- Jaish-e-Mohammed will be renamed Al-Murabitun for its Pakistan operations only
- The group seeks to bypass sanctions restricting funding access
- Reports say the terror group now uses digital payments like e-wallets and UPI to channel funds
Banned terrorist group Jaish-e-Mohammed will now be known as Al-Murabitun - which means 'defenders of Islam' in Arabic - within Pakistan, intel sources told NDTV this week. The new name will be used during the 'memorial' next week for Yusuf Azhar, the brother of founder Masood Azhar.
Sources said the group - responsible for the attack on the Indian Parliament in 2001, the 26/11 Mumbai attacks, and on the Army in Jammu and Kashmir's Uri and Pulwama - wants to de-link from the 'Jaish-e-Mohammed' name because sanctions make it difficult to access funding.
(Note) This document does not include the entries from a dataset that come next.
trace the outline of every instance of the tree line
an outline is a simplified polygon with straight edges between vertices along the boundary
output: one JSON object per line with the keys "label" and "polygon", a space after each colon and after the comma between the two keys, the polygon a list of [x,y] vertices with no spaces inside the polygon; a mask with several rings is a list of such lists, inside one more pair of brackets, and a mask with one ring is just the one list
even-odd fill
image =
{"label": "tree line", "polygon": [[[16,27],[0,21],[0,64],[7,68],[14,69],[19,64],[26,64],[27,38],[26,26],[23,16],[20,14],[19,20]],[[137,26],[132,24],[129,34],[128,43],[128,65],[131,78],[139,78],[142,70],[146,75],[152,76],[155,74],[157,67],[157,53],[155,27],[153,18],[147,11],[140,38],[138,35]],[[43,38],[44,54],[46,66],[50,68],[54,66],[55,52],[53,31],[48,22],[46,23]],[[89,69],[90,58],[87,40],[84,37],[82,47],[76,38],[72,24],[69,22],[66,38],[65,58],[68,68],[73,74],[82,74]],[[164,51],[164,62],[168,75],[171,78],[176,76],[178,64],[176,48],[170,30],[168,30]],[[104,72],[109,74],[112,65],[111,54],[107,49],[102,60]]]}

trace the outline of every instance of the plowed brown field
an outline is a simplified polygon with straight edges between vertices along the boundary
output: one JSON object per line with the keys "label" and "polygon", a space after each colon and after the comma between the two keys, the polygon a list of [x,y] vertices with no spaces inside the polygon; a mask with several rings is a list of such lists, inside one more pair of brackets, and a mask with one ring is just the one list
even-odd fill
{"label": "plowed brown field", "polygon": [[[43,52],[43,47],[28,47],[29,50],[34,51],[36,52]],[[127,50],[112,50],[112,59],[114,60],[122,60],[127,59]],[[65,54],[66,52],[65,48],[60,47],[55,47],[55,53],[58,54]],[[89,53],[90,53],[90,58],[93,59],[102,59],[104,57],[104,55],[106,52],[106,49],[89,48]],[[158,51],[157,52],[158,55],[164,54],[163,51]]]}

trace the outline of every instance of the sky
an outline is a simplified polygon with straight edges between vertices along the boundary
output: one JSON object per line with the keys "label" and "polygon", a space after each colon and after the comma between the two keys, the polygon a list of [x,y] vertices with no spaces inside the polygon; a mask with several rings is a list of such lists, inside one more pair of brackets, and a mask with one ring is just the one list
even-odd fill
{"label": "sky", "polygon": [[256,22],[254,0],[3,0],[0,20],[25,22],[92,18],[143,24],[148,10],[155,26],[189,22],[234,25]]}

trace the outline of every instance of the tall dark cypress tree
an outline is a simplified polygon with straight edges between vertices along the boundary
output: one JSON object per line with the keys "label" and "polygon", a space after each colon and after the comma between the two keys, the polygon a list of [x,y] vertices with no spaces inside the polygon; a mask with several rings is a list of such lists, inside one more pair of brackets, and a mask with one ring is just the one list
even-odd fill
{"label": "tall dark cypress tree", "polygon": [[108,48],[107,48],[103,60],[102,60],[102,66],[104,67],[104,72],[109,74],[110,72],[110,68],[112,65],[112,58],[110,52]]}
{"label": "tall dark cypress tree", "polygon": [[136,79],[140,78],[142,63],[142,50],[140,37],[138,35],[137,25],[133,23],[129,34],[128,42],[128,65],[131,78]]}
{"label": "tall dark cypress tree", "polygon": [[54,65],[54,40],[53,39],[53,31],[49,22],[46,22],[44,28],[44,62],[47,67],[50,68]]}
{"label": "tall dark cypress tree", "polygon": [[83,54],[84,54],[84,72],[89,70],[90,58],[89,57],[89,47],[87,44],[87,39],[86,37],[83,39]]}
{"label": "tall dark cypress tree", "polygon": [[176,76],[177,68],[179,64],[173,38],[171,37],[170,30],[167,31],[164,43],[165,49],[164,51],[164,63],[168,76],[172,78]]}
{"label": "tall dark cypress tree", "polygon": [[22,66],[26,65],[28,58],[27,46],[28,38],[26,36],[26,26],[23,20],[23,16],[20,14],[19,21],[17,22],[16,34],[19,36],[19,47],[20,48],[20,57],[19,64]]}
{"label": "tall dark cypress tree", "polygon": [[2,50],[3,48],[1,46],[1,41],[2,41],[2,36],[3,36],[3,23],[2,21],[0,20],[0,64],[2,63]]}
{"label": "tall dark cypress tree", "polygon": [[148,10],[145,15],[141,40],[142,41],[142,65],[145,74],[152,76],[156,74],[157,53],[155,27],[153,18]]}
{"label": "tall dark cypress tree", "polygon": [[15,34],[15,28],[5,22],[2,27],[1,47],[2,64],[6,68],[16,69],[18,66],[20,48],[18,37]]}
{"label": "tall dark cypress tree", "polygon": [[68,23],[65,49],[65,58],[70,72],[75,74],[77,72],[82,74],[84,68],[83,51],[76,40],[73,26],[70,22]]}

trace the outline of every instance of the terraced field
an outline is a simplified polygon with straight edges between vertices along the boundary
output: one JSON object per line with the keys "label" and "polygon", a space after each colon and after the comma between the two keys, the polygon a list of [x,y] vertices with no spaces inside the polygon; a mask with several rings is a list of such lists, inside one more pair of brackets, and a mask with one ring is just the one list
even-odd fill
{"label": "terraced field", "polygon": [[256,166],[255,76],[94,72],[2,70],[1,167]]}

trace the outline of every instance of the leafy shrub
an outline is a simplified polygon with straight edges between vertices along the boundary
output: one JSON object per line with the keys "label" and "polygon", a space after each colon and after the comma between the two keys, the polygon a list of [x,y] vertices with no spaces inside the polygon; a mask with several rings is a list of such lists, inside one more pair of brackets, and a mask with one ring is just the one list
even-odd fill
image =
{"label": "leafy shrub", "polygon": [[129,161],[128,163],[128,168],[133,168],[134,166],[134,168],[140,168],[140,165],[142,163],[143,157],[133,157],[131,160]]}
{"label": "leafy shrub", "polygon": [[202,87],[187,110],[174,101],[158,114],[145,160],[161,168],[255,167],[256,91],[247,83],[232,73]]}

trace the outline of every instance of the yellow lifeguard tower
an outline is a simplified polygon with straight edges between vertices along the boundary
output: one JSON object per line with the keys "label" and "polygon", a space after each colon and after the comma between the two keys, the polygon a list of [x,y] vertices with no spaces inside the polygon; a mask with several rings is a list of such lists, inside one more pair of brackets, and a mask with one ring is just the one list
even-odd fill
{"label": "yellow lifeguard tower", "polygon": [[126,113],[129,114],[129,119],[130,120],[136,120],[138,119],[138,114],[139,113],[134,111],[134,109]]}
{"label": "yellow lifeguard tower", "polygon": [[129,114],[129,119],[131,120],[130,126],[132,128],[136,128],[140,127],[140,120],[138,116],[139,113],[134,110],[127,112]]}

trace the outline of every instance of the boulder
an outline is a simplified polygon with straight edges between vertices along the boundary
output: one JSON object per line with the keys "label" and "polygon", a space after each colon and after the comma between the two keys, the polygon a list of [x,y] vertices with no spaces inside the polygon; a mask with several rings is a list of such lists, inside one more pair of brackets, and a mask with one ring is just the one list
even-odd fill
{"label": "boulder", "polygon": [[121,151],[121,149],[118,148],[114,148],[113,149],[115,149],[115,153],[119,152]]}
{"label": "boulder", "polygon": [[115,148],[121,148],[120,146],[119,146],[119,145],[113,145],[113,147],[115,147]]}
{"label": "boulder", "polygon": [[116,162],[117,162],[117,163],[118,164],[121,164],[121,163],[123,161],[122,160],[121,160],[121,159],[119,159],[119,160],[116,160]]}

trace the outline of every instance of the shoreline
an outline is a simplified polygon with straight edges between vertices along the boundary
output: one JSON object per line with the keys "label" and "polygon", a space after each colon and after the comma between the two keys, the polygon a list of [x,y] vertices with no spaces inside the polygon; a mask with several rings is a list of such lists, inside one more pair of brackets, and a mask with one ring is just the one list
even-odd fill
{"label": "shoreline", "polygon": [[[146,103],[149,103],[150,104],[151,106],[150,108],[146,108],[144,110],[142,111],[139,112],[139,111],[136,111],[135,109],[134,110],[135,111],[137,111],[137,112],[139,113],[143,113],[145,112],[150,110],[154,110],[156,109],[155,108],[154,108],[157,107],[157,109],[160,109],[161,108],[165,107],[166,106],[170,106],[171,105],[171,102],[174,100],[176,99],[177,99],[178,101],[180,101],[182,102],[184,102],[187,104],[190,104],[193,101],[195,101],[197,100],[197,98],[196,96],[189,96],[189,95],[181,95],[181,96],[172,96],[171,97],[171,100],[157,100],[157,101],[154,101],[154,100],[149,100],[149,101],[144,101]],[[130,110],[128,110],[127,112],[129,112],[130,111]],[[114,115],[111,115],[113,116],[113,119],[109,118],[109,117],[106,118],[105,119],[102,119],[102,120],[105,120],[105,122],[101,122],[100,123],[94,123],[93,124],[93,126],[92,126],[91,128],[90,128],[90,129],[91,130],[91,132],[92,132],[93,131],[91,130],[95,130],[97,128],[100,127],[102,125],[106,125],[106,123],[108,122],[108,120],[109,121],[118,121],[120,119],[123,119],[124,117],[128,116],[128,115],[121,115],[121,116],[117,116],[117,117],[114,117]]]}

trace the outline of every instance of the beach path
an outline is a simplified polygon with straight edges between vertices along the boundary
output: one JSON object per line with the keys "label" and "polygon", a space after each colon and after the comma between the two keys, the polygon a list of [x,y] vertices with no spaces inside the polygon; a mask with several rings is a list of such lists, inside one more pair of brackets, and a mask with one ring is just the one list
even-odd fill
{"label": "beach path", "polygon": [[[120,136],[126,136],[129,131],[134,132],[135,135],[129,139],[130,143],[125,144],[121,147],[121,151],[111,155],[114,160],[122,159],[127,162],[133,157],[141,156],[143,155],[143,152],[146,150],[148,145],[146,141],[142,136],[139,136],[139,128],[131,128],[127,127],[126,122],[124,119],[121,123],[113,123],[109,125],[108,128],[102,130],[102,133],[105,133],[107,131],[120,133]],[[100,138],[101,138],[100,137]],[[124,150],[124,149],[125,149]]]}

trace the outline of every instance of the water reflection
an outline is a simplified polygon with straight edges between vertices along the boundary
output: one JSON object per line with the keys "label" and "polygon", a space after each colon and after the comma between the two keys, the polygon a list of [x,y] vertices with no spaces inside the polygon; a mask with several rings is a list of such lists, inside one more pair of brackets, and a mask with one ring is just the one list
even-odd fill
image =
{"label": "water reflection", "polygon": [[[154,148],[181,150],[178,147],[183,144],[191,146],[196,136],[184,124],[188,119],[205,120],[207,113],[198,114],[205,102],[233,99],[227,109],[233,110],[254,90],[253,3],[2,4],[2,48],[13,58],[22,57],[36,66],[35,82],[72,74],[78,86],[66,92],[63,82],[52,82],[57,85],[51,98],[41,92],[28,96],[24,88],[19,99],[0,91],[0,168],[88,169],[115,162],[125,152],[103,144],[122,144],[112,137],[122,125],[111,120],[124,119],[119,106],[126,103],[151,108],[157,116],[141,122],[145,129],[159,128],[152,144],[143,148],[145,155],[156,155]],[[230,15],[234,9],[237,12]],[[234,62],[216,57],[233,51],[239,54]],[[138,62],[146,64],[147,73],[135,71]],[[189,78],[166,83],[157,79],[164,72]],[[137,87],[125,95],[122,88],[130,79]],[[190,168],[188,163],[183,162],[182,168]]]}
The name change, however, is only expected for its Pak operations, sources said.
A July report by the Financial Action Task Force, a global anti-terror funding watchdog, underlined the funding challenge facing the terrorist group. The FATF said the Jaish is now using digital payments, i.e., e-wallets and UPI transfers, to channel money into rebuilding itself.
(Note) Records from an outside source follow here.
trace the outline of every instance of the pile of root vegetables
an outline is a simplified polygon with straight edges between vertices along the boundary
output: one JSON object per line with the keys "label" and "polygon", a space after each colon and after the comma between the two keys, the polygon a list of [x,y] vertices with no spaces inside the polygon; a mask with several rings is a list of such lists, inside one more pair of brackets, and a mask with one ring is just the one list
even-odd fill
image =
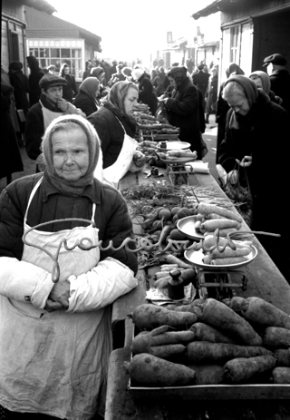
{"label": "pile of root vegetables", "polygon": [[290,384],[290,317],[259,298],[140,305],[132,386]]}

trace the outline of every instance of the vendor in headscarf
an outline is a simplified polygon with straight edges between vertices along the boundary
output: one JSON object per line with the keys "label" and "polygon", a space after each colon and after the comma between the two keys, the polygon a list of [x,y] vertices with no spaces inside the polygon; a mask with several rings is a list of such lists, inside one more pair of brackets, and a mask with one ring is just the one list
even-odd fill
{"label": "vendor in headscarf", "polygon": [[93,176],[100,141],[86,119],[53,120],[43,149],[44,172],[0,196],[1,418],[102,418],[111,304],[138,283],[136,254],[115,250],[132,224],[121,194]]}
{"label": "vendor in headscarf", "polygon": [[285,250],[289,248],[290,225],[285,223],[283,204],[279,203],[285,197],[285,181],[289,178],[289,114],[243,75],[226,82],[223,97],[230,109],[219,163],[229,174],[234,171],[236,180],[237,161],[246,168],[253,195],[252,229],[282,235],[281,239],[261,236],[258,239],[285,275],[289,272],[289,253]]}
{"label": "vendor in headscarf", "polygon": [[79,93],[76,95],[73,105],[80,108],[88,117],[98,111],[97,97],[100,93],[100,82],[96,77],[87,77],[81,83]]}
{"label": "vendor in headscarf", "polygon": [[145,156],[136,151],[138,142],[134,139],[137,124],[132,108],[138,94],[132,82],[117,82],[103,100],[103,106],[88,118],[101,139],[103,169],[108,169],[106,174],[111,172],[108,181],[112,181],[111,177],[121,179],[131,169],[132,161],[140,169],[145,163]]}
{"label": "vendor in headscarf", "polygon": [[[245,74],[243,70],[236,63],[230,63],[226,69],[227,79],[235,74]],[[223,98],[223,89],[225,82],[220,84],[218,95],[216,122],[218,123],[218,136],[217,136],[217,151],[216,151],[216,163],[218,163],[219,146],[225,138],[226,119],[229,106],[227,101]]]}
{"label": "vendor in headscarf", "polygon": [[271,101],[283,107],[282,98],[280,98],[280,96],[276,96],[274,92],[271,91],[271,80],[267,73],[256,70],[256,72],[252,72],[248,77],[255,82],[258,89],[263,89]]}
{"label": "vendor in headscarf", "polygon": [[196,151],[198,159],[201,159],[198,94],[187,71],[184,66],[171,67],[168,77],[174,80],[176,89],[173,96],[165,99],[164,103],[169,123],[180,129],[179,140],[189,142],[191,151]]}

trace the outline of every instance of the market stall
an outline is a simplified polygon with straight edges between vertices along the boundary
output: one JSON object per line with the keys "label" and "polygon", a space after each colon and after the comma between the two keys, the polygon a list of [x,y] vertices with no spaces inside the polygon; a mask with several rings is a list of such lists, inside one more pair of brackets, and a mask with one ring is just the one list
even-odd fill
{"label": "market stall", "polygon": [[[151,232],[148,231],[150,230],[147,229],[146,224],[144,226],[144,215],[141,215],[140,209],[146,203],[149,207],[147,210],[150,210],[152,200],[157,206],[168,209],[179,207],[183,210],[185,208],[190,210],[198,202],[201,204],[210,202],[237,214],[209,173],[198,173],[198,171],[189,171],[188,184],[179,187],[170,182],[168,165],[165,169],[159,169],[158,176],[151,174],[148,177],[148,168],[139,172],[137,176],[128,173],[120,184],[120,190],[123,191],[129,204],[134,230],[140,240],[144,237],[148,239],[149,235],[152,239],[156,232],[152,230]],[[191,235],[192,225],[190,225],[188,233],[187,222],[188,219],[190,220],[192,215],[188,213],[187,215],[185,212],[181,216],[183,217],[177,223],[179,223],[179,232],[186,236]],[[164,218],[166,218],[165,215]],[[193,238],[187,238],[191,239],[189,243],[198,242],[198,236],[204,235],[204,232],[198,231],[198,225],[194,226],[197,230],[194,231]],[[250,233],[244,220],[241,222],[239,230]],[[161,231],[164,234],[163,229]],[[158,240],[157,238],[155,240]],[[166,243],[160,246],[160,254],[165,247]],[[197,275],[192,278],[192,282],[189,283],[194,287],[191,288],[189,296],[185,296],[188,298],[188,302],[192,304],[196,299],[208,298],[212,301],[223,301],[222,304],[224,304],[227,299],[228,302],[236,297],[245,299],[256,297],[284,313],[290,314],[288,283],[261,246],[258,236],[251,236],[251,247],[254,251],[246,264],[229,267],[229,269],[227,266],[225,272],[218,268],[214,270],[216,274],[213,274],[213,270],[210,269],[209,276],[208,276],[208,267],[204,267],[203,259],[192,259],[195,249],[189,250],[187,259],[184,258],[184,254],[180,256],[173,251],[169,252],[180,258],[183,257],[182,260],[189,264],[190,269],[194,269],[197,272]],[[149,297],[152,298],[154,294],[150,295],[149,292],[152,292],[157,277],[162,279],[160,274],[158,275],[158,273],[162,272],[162,265],[167,263],[166,260],[159,258],[156,252],[150,253],[143,249],[139,255],[138,278],[140,282],[138,288],[120,298],[113,305],[112,323],[114,334],[118,339],[115,340],[116,346],[111,353],[109,366],[106,420],[116,418],[124,420],[289,419],[290,385],[287,384],[277,385],[273,382],[266,383],[266,381],[264,384],[256,384],[254,380],[251,385],[214,384],[171,388],[164,386],[155,386],[155,388],[146,386],[135,386],[131,384],[128,364],[131,361],[131,346],[139,331],[136,331],[136,321],[134,324],[128,315],[132,314],[140,305],[150,302]],[[195,296],[192,300],[193,294]],[[152,298],[156,299],[155,307],[159,308],[160,295]],[[176,304],[176,301],[173,303]]]}

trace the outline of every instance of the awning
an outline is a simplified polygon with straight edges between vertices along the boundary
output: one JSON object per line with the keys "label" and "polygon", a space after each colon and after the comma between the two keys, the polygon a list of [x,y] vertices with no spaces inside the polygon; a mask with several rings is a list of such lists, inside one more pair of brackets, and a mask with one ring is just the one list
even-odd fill
{"label": "awning", "polygon": [[209,15],[213,15],[218,12],[222,12],[227,9],[233,7],[235,3],[241,3],[243,0],[216,0],[210,5],[207,5],[203,9],[198,10],[198,12],[194,13],[191,17],[195,20],[199,19],[199,17],[206,17]]}

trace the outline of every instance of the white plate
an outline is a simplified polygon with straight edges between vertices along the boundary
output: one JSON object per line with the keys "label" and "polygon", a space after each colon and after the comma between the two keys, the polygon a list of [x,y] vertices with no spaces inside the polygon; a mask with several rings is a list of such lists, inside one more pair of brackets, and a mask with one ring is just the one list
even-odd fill
{"label": "white plate", "polygon": [[199,249],[195,251],[194,249],[188,249],[184,252],[184,257],[188,261],[191,262],[193,265],[199,267],[199,269],[206,269],[208,270],[217,271],[219,269],[238,269],[239,267],[246,266],[249,262],[257,256],[257,249],[254,245],[251,245],[252,252],[246,256],[246,260],[243,262],[237,262],[236,264],[229,264],[227,266],[212,266],[210,264],[204,264],[202,259],[204,257],[203,250]]}
{"label": "white plate", "polygon": [[200,232],[197,232],[195,230],[194,224],[196,221],[196,216],[188,216],[186,218],[180,219],[177,223],[177,227],[181,233],[188,236],[191,239],[204,239],[204,235]]}
{"label": "white plate", "polygon": [[190,143],[187,142],[166,142],[166,149],[160,147],[161,142],[158,143],[157,147],[160,151],[184,151],[186,149],[189,149],[191,146]]}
According to the FATF five such e-wallets have been traced so far, and each has direct links to the terrorist group and members of founder Masood Azhar's family. The goal, reports indicate, is to raise nearly four billion Pak rupees to set up over 300 'markaz', i.e., hubs or training centres.
Routing funding via digital wallets means Pak can say it has 'cut off' funding - via formalised means like bank transfers - and comply with FATF rules, but the Jaish still gets money.
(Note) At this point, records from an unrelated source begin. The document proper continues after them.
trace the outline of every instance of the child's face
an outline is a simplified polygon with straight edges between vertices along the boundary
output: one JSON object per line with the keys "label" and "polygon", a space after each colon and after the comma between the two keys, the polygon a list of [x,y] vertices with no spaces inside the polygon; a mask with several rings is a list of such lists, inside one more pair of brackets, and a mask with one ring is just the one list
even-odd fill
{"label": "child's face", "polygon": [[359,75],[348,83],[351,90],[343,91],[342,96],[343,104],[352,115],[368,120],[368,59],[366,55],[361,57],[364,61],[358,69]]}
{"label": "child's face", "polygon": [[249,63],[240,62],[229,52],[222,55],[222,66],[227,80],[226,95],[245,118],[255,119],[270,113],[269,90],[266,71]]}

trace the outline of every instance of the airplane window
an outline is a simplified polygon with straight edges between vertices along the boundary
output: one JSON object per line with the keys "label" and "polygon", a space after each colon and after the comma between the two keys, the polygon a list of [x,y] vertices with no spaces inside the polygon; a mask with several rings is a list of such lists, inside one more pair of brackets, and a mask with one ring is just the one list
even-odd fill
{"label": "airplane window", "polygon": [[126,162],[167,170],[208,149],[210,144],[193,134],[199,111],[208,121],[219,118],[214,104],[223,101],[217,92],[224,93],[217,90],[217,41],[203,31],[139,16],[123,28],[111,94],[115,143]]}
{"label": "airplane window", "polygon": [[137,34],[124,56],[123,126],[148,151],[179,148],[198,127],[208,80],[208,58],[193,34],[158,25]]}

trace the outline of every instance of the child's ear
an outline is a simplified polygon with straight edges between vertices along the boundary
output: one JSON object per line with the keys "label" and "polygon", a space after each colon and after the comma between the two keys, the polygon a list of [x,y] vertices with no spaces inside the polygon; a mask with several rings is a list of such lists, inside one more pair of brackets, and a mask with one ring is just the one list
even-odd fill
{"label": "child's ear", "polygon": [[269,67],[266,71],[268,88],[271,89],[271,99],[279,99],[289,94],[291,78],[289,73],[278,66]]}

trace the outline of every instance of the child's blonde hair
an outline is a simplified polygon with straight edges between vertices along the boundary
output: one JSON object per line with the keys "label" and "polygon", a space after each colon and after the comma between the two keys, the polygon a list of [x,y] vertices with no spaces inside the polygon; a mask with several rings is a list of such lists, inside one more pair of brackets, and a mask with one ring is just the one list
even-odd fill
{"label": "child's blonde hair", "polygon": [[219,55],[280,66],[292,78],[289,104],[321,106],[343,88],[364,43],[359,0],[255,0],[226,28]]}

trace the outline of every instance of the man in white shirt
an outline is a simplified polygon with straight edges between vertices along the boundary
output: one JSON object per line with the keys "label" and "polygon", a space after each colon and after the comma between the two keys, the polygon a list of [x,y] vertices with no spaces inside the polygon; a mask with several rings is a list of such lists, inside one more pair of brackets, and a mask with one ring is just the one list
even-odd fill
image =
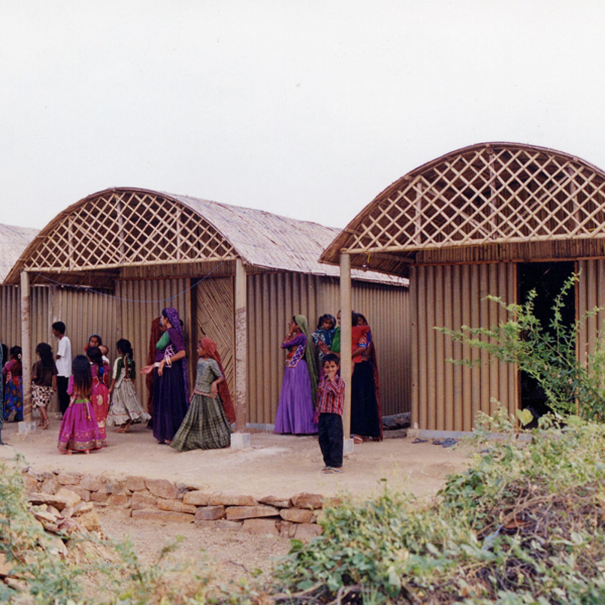
{"label": "man in white shirt", "polygon": [[70,407],[70,396],[67,394],[70,376],[71,376],[71,343],[65,336],[65,324],[62,321],[53,324],[53,334],[59,339],[57,350],[57,395],[59,408],[65,414]]}

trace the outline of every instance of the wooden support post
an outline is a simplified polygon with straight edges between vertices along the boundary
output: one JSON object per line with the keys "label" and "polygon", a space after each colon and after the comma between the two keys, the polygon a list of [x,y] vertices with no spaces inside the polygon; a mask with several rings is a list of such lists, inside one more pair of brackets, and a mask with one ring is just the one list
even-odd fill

NDTV this week accessed a dossier detailing re-building efforts by the Jaish after its base in Pak's Bahawalpur was destroyed by India during Operation Sindoor. India launched missile strikes against nine terrorist camps, including Bahawalpur, on May 7 in response to the Pahalgam terror attack.
READ | After Op Sindoor, Pak Terrorists Shif To This Remote Region To Rebuild
The dossier indicates the Jaish-e-Mohammed and other targeted terrorist groups, including Hafiz Saeed's Hizbul Mujahideen, have begun re-locating deeper into Pakistan, setting up bases in the Khyber Pakhtunkhwa province that shares an international border with Afghanistan.
As part of that rebuilding process the group is also on a recruitment drive; in fact, one such drive was conducted in Garhi Habibullah, a town in Mansehra district, on September 14.
The drive - headlined by Jaish commander Masood Ilyas Kashmiri, whose speech included exposing Pak's links with terror groups operating on its soil - was held seven hours before the India-Pakistan cricket match in Dubai, and included Pak Army and police providing protection.